Subject access requests are an important tool for individuals exercising their data protection rights. I want to reassure the Committee that the basic right for anyone to request information about themselves is not changing.
The bill provides more detail on how organisations can handle requests that are vexatious and excessive.
We advised government on the importance of subject access requests and were successful in convincing government to abandon a proposal to introduce charging for requests.
We advocated strongly, and successfully to retain human oversight of automated decision making.
As expected, the UK achieved adequacy. And the UK Government has been in regular contact with the European Commission to ensure adequacy is retained. The regulator is not part of the adequacy decision making process. And we know that any law reform will mean a re-appraisal of adequacy. In my view, nothing in the Bill will jeopardise that position.
The Bill follows the GDPR model for international transfers, so European authorities need not be concerned that European data will be subject to onward transfer to jurisdictions that do not have sufficient protections.
In 2018 the UK government chose to include national security data processing by the UK’s intelligence services in its enactment of the GDPR.

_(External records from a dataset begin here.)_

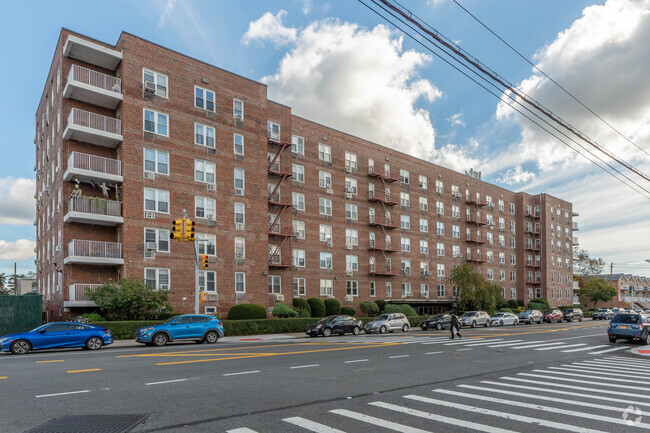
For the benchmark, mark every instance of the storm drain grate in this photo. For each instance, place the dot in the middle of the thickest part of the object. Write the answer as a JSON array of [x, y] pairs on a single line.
[[90, 424]]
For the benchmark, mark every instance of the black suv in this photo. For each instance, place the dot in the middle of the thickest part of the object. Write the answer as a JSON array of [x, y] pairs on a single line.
[[573, 314]]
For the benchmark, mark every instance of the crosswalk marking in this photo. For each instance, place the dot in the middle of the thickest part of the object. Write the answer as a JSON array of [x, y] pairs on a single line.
[[506, 415], [311, 426], [439, 418]]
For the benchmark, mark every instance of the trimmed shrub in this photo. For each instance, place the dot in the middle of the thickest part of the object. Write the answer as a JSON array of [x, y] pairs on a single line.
[[317, 307], [283, 310], [405, 309], [247, 312], [301, 304], [332, 307], [370, 308]]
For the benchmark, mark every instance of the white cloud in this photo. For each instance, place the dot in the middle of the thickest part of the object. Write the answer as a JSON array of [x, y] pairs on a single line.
[[17, 201], [269, 27], [360, 81], [22, 249]]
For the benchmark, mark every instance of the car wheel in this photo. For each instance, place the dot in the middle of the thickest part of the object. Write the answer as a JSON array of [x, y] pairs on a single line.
[[211, 337], [159, 339], [20, 347], [94, 343]]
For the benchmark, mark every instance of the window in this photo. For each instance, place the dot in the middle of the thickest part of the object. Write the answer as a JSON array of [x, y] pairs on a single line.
[[324, 152], [325, 206], [158, 278], [238, 109], [204, 171], [203, 98], [299, 258], [299, 287], [159, 80], [156, 200], [352, 288], [298, 173], [156, 161], [156, 122], [274, 284], [326, 287], [158, 236], [297, 145], [325, 179], [350, 161]]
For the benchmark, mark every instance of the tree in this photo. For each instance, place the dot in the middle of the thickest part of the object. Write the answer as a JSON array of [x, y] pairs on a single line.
[[597, 289], [130, 299]]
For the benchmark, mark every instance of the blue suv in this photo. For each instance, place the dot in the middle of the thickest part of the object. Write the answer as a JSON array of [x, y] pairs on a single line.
[[200, 328]]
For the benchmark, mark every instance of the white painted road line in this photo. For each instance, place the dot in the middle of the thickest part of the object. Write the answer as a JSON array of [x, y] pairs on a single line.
[[506, 415], [166, 381], [311, 426], [306, 366], [62, 393], [241, 372], [439, 418]]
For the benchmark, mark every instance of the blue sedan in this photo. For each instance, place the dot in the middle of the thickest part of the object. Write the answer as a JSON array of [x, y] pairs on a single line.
[[57, 335]]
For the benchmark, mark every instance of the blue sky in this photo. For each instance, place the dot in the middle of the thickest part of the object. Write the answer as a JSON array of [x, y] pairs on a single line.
[[446, 118]]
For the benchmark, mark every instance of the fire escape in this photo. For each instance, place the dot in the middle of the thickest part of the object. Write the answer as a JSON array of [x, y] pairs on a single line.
[[381, 217], [277, 205]]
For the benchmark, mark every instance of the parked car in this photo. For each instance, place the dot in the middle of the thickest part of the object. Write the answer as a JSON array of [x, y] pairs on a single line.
[[629, 326], [572, 314], [530, 316], [501, 319], [335, 324], [388, 323], [475, 318], [196, 327], [603, 313], [438, 321], [57, 335], [551, 316]]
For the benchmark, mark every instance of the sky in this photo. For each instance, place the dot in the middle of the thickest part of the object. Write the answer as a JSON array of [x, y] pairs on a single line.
[[338, 63]]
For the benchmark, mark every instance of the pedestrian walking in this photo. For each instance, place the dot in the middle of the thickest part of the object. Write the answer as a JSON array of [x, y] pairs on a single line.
[[455, 327]]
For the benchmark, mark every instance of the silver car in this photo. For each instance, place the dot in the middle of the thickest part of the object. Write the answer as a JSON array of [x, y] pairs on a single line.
[[388, 322], [502, 319]]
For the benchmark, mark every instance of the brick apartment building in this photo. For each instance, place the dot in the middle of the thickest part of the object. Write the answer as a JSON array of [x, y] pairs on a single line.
[[127, 136]]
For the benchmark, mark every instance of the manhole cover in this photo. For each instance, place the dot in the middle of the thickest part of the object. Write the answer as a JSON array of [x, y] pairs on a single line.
[[90, 424]]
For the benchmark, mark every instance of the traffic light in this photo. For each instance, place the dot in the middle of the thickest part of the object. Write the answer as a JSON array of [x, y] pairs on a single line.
[[177, 230], [188, 230]]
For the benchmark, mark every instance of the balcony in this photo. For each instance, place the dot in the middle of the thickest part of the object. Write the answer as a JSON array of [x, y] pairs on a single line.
[[91, 52], [84, 167], [93, 128], [78, 295], [93, 87], [94, 210], [83, 252]]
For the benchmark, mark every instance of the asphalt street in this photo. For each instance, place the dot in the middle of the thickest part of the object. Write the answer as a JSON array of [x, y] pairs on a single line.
[[525, 378]]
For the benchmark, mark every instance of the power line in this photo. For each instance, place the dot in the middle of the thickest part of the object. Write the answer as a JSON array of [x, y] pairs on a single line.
[[550, 79]]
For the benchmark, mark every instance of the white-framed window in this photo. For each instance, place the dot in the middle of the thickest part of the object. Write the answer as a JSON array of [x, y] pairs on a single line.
[[156, 200], [324, 152], [156, 161], [159, 80], [156, 122], [298, 173], [299, 287], [157, 278], [203, 98], [204, 171], [325, 206], [158, 236], [297, 145]]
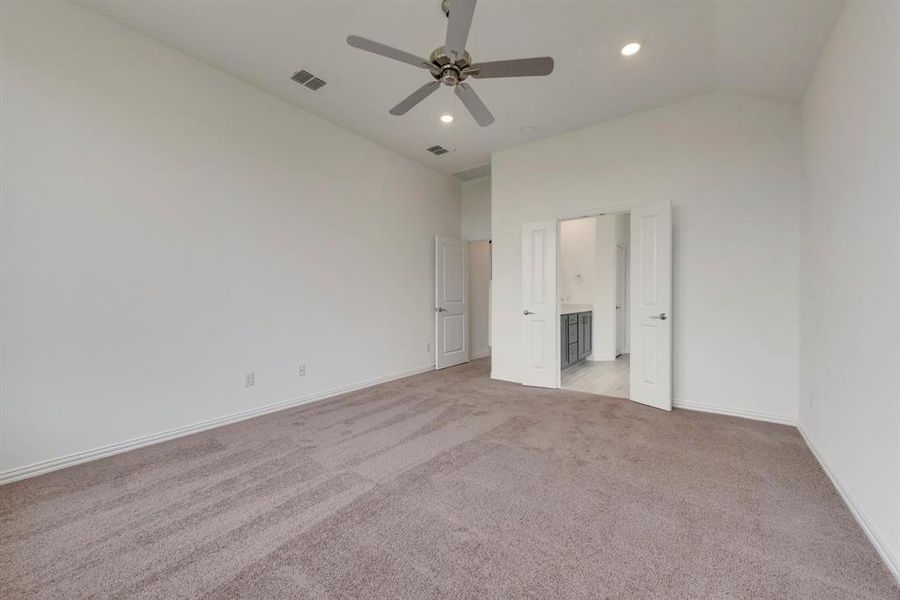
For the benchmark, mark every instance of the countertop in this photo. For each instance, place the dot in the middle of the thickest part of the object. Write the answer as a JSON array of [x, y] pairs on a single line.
[[567, 309]]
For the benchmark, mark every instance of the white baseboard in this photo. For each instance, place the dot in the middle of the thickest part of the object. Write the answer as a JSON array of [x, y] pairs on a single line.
[[892, 562], [54, 464], [506, 377], [735, 412], [604, 358]]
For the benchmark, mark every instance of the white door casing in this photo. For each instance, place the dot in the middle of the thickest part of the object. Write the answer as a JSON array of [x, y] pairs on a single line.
[[650, 305], [451, 311], [540, 313]]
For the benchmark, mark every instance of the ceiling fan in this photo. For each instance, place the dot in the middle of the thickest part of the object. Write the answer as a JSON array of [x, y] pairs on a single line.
[[450, 64]]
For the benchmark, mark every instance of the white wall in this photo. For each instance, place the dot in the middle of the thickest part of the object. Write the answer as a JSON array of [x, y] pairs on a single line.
[[623, 240], [603, 319], [167, 228], [850, 269], [576, 278], [731, 167], [476, 209], [479, 256]]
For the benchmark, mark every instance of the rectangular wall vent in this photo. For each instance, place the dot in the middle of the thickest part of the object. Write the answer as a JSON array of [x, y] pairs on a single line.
[[307, 79]]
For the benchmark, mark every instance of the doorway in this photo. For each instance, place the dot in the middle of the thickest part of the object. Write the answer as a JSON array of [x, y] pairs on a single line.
[[648, 291], [592, 286]]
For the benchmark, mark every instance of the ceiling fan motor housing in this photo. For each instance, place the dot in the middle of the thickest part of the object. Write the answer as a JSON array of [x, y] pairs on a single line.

This coverage of intelligence services also provided the ICO with the ability to enforce data protection law in this area.
This represents a strong approach by the UK to ensuring that national security data processing balances its duties to safety with a regard for data subject rights.
The UN Special Rapporteur highlighted progress on the effective oversight of the UK’s intelligence services following his visit to UK in 2021.
Taking all those areas together I’m pleased to say that we are able to support the Bill as it currently stands.
The work the ICO is already doing and the new opportunities the Bill presents will help us on our mission to “empower the UK public through information”.
I hope that reassures you the same protections apply to European citizens.
But for our mission to be successful we need coordination and cooperation and to be an outward looking regulator.
I was delighted to speak yesterday with the Belgian Data Protection Authority on our shared ambition of closer collaborative working.
This builds on our success of achieving a Memorandum of Understanding with the Irish Data Protection Authority.
I also look forward to conversations on cooperation with the Dutch Data Protection Authority later today and French Data Protection Authority on Thursday.
Finally, I am very pleased to be attending the EDPS and BfDI event, hosted by the Bavarian Data Protection Commissioner this evening, to celebrate the 5th anniversary of the GDPR, and meeting many of my European friends there.
Let me end there on that note of positivity to say happy anniversary, GDPR.
Thank you, Chair. And I am happy to take questions.